Many, including other designers I haven’t mentioned, also sent men out on to the runway, an idea that today seems perfectly logical and normal. BC, pearls would have been clutched.

Kim Jones’s Fendi debut

Kim Jones’s Fendi debut

Showing the way

The one show that spoke for the collective — in all its depth of referencing history, culture, gender fluidity, its hybrid silhouettes, techniques, craft, and in the presentation itself — was Kim Jones’ debut haute couture outing for Fendi.

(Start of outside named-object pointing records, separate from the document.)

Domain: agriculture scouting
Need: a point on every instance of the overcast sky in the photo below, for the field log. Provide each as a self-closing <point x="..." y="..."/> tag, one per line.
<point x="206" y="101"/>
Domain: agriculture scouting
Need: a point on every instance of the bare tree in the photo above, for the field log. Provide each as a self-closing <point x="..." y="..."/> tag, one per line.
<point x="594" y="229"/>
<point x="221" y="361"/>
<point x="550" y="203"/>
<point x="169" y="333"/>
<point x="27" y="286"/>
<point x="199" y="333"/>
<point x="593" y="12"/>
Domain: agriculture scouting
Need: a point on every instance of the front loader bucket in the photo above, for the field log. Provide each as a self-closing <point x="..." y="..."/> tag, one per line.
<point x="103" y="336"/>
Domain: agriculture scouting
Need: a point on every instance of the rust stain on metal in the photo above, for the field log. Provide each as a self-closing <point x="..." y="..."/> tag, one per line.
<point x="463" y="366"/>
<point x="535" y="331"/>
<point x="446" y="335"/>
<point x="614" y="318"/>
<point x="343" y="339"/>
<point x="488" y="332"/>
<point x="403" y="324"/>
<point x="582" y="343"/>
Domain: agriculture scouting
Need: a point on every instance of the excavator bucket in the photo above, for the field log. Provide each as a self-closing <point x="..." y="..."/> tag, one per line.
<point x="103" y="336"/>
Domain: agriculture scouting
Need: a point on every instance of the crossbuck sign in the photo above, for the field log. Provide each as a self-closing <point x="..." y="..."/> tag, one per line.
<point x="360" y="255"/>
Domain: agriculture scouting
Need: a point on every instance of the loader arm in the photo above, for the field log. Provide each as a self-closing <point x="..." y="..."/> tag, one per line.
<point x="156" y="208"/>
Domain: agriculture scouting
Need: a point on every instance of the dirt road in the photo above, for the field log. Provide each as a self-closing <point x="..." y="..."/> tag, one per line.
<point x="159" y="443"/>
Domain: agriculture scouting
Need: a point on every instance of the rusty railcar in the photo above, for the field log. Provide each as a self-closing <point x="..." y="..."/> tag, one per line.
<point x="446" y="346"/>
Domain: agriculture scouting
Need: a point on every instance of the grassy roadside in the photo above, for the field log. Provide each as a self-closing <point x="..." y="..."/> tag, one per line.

The Italian house had, till now, clung on to their ‘haute fourrure’ tag, harking back to their founding as a fur business in 1925.

Almost a century later, here is a designer who has never designed a full women’s collection, let alone haute couture, and only about four months ago took on the heavy mantle that his predecessor Karl Lagerfeld wore so easily for 54 years. What pressure! And what a chance to change history. Which is exactly what Jones did. With one collection, he has put Fendi firmly in the fashion category, refocussing the house’s energies away from the accessories and SLG (small leather goods) space with his covetable beaded gowns and light-as-air drapes that will become archival pieces in the future.

Through their designs for Spring 2021, the Paris Couture Week designers have reclaimed the space for haute couture to be an instigator of dreams, an inspiration, and a vehicle for artistic glory amid the muddy waters of RTW (ready to wear) fashion. Haute couture is, once again, aspirational and magnificent; in becoming so, it may also show the way forward for future efforts towards real sustainability in the processes of design, production, and retail.

The beacons are lit, let us hope that the faithful follow.